I've been digitizing the back catalog of family photos of late. I'm within about 250 - 500 photos of completing the task for my immediate family. That's my wife and our three kids. I still have a significant drawer full of pictures from my childhood and even some of my parents as children and young adults to get to next. It's a daunting task, but one that has been more meaningful than I'd expected.
It reminds me:
- of events that I'd completely lost from easy access memory.
- just how quickly time passes.
- to be grateful for my life and the people in it!
It reminds me of lost events.
I discovered many events from the past that I'd not thought of in many years. And as I thought about them, I realized, that without these images there was really no obvious pathway that would have taken my mind to that event. It's strange how the simplest of things can be meaningful enough at the time to take candid photos. Yet as the years pass by, that simple moment is tucked away onto a dusty shelf of memory and never brought out again.

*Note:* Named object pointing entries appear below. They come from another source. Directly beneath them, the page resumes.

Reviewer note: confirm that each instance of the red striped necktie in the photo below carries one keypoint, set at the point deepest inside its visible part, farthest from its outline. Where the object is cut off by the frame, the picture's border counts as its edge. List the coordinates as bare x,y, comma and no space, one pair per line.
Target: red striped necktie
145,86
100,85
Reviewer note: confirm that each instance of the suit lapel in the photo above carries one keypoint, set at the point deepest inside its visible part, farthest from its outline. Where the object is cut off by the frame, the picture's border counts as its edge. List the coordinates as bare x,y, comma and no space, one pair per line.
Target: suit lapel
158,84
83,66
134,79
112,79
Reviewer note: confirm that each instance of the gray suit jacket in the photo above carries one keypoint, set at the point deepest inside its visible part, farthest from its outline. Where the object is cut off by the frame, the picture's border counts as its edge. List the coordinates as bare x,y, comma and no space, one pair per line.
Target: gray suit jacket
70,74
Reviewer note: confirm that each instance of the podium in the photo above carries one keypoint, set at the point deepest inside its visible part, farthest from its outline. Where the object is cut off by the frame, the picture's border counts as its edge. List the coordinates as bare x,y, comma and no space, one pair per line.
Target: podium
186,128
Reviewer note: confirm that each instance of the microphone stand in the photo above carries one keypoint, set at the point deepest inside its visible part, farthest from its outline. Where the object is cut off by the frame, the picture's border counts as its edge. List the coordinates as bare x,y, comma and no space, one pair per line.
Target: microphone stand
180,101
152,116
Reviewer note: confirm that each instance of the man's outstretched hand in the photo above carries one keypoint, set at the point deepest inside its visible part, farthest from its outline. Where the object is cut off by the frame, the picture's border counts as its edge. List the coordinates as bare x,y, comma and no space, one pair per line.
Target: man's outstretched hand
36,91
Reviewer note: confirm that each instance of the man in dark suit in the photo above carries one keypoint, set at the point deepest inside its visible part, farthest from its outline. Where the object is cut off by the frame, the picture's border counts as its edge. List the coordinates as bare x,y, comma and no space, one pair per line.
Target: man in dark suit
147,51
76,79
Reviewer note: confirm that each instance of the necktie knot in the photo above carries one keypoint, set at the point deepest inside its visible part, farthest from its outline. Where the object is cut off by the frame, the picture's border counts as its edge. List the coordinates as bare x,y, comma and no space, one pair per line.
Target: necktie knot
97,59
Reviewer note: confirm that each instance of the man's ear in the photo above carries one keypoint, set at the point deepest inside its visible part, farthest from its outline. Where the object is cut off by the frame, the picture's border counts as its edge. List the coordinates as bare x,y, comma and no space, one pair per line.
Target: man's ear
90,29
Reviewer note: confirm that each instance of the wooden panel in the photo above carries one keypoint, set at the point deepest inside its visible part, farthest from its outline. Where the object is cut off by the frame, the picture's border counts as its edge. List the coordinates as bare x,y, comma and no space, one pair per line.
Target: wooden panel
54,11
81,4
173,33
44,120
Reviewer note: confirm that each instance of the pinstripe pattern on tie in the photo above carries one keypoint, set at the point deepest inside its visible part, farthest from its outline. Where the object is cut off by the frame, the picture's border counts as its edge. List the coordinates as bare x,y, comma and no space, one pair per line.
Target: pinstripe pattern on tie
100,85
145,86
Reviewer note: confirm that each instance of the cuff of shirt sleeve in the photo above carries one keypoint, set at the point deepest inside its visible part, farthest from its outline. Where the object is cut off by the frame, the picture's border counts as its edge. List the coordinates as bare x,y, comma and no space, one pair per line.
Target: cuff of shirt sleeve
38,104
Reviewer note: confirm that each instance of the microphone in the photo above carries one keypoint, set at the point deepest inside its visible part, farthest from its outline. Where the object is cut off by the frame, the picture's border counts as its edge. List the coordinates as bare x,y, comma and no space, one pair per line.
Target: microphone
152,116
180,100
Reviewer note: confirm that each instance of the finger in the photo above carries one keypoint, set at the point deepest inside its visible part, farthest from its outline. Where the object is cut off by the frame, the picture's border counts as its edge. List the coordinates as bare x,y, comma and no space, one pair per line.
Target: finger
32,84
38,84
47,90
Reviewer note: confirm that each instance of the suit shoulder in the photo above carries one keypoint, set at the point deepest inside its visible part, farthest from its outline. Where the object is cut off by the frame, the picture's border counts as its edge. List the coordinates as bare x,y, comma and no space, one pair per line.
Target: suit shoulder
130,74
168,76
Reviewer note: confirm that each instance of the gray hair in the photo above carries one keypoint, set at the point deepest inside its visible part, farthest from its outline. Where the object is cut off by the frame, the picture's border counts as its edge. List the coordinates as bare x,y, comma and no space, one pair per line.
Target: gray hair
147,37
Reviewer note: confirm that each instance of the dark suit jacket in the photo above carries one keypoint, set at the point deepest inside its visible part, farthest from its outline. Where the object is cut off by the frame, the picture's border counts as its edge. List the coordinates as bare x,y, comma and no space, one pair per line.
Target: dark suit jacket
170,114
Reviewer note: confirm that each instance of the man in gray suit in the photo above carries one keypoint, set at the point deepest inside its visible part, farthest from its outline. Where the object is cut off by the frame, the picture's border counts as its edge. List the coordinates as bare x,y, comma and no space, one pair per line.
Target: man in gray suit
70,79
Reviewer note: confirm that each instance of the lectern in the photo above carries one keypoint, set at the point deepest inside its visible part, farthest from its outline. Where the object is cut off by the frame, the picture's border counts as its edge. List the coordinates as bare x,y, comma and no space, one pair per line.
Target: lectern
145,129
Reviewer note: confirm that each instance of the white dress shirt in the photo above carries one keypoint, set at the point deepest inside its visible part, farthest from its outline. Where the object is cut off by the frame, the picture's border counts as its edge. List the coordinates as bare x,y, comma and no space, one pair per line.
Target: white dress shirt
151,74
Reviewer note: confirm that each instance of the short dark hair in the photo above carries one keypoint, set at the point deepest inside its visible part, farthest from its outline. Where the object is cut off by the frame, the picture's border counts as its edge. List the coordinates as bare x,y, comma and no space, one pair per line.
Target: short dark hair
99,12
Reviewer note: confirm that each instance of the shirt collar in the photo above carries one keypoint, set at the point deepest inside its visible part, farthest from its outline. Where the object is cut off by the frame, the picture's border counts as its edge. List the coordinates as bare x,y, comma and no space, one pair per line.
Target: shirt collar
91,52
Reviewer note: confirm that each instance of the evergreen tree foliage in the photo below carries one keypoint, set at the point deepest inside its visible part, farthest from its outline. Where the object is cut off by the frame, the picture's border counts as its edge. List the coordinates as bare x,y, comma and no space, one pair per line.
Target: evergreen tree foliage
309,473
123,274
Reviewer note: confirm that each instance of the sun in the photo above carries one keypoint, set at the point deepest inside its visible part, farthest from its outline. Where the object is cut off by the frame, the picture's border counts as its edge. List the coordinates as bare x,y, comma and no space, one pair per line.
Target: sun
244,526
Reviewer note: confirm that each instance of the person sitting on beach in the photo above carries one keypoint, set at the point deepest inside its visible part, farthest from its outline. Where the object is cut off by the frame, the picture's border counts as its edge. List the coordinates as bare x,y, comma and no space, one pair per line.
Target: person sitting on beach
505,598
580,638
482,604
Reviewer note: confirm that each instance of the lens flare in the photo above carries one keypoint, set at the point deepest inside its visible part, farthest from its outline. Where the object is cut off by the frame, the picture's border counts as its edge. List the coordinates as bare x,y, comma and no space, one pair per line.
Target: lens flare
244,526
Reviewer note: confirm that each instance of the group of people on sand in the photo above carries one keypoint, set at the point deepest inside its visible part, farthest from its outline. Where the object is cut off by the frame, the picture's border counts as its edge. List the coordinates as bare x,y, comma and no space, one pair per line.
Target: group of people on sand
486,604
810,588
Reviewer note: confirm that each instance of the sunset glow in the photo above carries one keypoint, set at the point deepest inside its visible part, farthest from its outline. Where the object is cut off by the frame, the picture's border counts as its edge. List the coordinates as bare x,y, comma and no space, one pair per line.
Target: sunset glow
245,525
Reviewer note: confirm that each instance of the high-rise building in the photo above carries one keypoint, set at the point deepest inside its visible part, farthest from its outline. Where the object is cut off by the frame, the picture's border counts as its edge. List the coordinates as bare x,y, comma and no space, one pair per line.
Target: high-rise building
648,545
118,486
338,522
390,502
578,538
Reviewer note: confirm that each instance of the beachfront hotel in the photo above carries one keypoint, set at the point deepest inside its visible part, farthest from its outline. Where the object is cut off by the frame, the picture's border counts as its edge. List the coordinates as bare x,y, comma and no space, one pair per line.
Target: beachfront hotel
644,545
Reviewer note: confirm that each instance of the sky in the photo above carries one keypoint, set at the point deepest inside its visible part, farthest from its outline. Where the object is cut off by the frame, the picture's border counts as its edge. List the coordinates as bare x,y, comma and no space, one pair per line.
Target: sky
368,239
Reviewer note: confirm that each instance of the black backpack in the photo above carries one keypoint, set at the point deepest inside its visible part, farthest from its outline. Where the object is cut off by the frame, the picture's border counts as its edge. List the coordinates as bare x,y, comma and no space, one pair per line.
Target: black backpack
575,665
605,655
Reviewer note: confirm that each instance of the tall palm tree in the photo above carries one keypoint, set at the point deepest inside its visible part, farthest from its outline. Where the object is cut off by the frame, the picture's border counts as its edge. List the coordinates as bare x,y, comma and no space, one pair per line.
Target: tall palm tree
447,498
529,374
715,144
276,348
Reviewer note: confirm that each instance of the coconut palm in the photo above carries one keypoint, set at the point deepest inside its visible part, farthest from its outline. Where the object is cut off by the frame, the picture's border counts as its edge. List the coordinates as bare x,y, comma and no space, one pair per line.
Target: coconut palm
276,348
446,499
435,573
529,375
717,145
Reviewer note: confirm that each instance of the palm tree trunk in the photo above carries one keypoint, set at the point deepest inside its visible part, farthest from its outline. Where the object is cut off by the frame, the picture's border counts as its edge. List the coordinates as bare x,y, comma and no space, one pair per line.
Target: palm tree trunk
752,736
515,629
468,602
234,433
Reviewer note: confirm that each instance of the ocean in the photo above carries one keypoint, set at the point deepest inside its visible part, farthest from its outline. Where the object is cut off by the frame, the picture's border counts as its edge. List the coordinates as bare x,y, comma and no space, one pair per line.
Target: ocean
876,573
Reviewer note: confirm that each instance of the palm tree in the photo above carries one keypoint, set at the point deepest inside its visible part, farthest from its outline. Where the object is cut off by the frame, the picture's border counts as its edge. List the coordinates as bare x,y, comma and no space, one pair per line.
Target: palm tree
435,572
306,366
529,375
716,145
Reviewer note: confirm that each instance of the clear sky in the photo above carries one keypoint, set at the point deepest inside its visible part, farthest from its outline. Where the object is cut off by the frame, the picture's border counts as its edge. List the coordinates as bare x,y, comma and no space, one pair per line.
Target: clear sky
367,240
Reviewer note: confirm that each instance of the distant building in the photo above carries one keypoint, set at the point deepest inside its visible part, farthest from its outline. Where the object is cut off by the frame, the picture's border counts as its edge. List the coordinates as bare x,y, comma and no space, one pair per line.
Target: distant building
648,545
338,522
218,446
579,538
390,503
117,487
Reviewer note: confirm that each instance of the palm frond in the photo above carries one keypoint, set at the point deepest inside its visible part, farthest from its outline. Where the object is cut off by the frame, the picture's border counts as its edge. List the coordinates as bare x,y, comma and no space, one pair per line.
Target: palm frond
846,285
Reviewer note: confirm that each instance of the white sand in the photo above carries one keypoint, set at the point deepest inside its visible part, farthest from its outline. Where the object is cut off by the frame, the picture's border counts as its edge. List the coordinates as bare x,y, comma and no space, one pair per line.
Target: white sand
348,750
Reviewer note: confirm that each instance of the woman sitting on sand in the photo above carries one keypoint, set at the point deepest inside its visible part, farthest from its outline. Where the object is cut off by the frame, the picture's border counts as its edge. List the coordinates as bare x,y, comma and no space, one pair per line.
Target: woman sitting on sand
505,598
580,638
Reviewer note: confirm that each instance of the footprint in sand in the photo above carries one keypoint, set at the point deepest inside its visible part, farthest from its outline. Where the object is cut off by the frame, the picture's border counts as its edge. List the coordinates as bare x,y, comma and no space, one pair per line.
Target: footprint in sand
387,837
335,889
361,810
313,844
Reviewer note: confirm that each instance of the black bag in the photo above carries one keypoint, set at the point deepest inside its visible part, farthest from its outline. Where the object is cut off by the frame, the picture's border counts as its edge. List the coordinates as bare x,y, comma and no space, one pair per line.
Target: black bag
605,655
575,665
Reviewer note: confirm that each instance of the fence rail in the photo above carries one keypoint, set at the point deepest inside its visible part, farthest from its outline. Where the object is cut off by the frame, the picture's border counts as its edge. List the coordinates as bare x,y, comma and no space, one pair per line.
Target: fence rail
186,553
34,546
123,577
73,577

It reminds me of time passing.
As our youngest is travelling the world on her own and our first grandchild is filling our current photo albums (digital albums now thankfully!) I'm surprised at how much of life has shot by. I'm savoring each moment more as I look at the images that remind me that nights with colicky babies are endless, but a generation passes in an eye blink.
It makes me grateful.
I have been overwhelming blessed in this life. In moments of discomfort or distress I can easily lose sight of how much blessing I've enjoyed. It's well known that a small amount of 'bad' can swamp our perception of a whole lot of 'good'. Looking at the images of my life I can honestly say that I've had bad days, but my life has been wonderful.
I started this task to make room in my closets, hope chests and drawers for currently useful material. That mission is being accomplished. What I wasn't expecting is how much room this has created in my mind for hope, joy and peace.